Manager Throughput

Tomas tested the manager throughput (CPU usage) on three platforms and four devices. The platforms were pfSense, AsusWRT, and ClearOS. The four device/platform combinations were as follows:

  1. AMD G-T40E @ 1 GHz running pfSense using PF
  2. Broadcom BCM4718A1 @ 480 MHz running AsusWRT
  3. Broadcom BCM4709A0 @ 1 GHz running AsusWRT
  4. Intel i5-3570K @ 3.4 GHz running ClearOS
  5. AMD G-T40E @ 1 GHz running pfSense using IPFW

Tested was the maximum amount of requests per minute just before the CPU usage reached 100% while also maintaining a reasonable volume of erroneous responses.
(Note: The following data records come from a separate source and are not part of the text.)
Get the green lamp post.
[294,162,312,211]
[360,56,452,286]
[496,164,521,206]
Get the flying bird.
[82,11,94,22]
A request consisted of a DNS query followed by an HTTP GET over SSL. Under DTTS, the DNS query was responsible for opening a hole in the firewall while the HTTP request simulated a hit of that rule.

The results were:

  1. 4 req/s
  2. 20 req/s
  3. 55 req/s
  4. 200 req/s
  5. 200 req/s

The Intel (4) was not maxed out on the CPU usage side and would reasonably be able to achieve even higher throughput if it wasn’t for the onset of system limitations on how many concurrent open file descriptors any one process, and the system as a whole, can have.

Theoretically, the higher the number of clients behind a router the more meaningful these numbers become in estimating what kind of a hardware needs to power such router. The open file descriptors issue can only be mitigated by load balancing and it is entirely possible that this will be a bigger problem than CPU usage due to DTTS.

Lastly, DTTS and non-DTTS modes were compared on (4) and it seems that the DTTS overhead is 3-4x.